The borderline firestorm ignites with as little a spark as a sideways glance or a casual comment, like, "Oh, it looks as if you've gained a bit of weight". This can be devastating and can lead to months, even years, of self-imposed starvation. My poem, "Anorexic At the Fair" has a disturbing background for a reason, and that reason is not to repulse or frighten. It is, rather, a graphic illustration of the tremendous agony it is to actually starve yourself half to death.
Karen Carpenter's death from anorexia nervosa in 1982 brought the disease blaring into the media with the wild cacaphony of a mild Apocolypse. Suddenly, films were being done about the illness, like "The Best Little Girl In the World", based on the book by Steven Levonkron and starring a then-anorexic Jrnnifer Jason Leigh. Other films followed, but that, and the more recent one starring actual anorexic survivor Tracey Gold are the best of the crop.
"Firestorm" is the raging inferno of HUNGER. Nothing is more agonizing than watching "normal" (how I hate that word!) people eat effortlessly and without thinking how in Hell can they burn it off? We sit there amid plenty, in one of the most wealthy countries in the world and yet our bodies shrink smaller and smaller until feeding tubes are shoved up our noses and we are force-fed products like Ensure, a type of liquid nutrition.
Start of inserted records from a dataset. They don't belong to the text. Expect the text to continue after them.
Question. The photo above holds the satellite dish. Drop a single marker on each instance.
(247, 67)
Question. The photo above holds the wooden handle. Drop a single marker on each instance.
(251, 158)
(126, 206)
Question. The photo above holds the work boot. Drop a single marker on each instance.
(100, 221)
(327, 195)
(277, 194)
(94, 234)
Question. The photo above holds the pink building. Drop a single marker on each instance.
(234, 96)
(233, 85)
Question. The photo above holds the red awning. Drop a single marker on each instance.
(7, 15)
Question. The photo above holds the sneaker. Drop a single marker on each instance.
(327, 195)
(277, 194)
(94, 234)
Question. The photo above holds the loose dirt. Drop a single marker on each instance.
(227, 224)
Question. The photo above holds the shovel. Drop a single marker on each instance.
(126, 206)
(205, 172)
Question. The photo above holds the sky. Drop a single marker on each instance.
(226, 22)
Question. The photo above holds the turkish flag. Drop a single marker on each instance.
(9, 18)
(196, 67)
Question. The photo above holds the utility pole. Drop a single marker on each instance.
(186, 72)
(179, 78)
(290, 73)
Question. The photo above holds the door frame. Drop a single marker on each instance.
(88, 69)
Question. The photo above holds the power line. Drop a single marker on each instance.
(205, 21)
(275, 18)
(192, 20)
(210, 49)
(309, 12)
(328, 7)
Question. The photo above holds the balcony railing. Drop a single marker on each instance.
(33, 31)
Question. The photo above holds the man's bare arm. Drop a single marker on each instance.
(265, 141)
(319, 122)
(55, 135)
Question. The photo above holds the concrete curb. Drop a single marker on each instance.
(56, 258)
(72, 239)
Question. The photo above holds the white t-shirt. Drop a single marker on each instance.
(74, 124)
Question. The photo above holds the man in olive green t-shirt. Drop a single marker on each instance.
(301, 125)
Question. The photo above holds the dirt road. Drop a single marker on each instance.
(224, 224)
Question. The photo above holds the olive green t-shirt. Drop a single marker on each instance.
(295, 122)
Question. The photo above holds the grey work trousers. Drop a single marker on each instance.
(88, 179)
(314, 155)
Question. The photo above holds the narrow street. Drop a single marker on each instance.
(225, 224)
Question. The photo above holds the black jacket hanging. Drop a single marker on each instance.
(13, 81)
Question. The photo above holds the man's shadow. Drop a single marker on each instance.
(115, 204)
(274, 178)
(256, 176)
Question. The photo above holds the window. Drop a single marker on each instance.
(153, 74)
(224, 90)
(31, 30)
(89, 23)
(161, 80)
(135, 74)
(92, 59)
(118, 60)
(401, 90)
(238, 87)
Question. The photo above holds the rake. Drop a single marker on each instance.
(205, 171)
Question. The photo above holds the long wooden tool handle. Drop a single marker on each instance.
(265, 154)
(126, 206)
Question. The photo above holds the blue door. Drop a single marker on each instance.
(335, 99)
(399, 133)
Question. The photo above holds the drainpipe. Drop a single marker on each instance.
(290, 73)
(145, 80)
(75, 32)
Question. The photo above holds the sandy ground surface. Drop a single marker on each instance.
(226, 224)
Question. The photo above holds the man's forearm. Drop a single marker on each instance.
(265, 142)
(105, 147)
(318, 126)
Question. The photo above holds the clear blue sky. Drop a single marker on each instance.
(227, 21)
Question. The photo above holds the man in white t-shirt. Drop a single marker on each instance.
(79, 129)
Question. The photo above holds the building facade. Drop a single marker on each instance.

Do you have to be borderline to be anorexic or bulimic? I do not know for certain, for eating disorders usually accompany other psychological problems. But as for claiming that you HAVE to be borderline because you suffer from an eating disorder is not really being accurate or realistic.
I have not yet overcome my "anorexic/bulimic firestorm". It still sparks into a red-hot flame over something as silly as a favourite pair of jeans suddenly feeling too tight, or looking longingly at thinner women, like model Kate Moss, and wanting that instead of what looks back at me in the mirror. Currently, my weight is in a normal range but fluxuates between normal and skinny. I am determined never to weigh more than 110 pounds, as I am only five foot three inches tall.
Are any of you engulfed in a firestorm? Are you seeking help? I will not pussy-foot around this: If you have a serious eating disorder and you are not seeking or receiving treatment, you could die. People have, and they still will. I don't want to hear about anymore poor souls who have had all of their flesh and organs literally consumed.
Please take care of yourselves. As I have said before, you matter and you are significant. And your net worth is NOT measured by the number on the scale. This may sound hypocritical, given what I have divulged about myself, but just because I am not strong enough yet doesn't mean that all of you must stay stuck in the blaze. Douse the flame. Eat something. Please. And DON'T purge it afterward!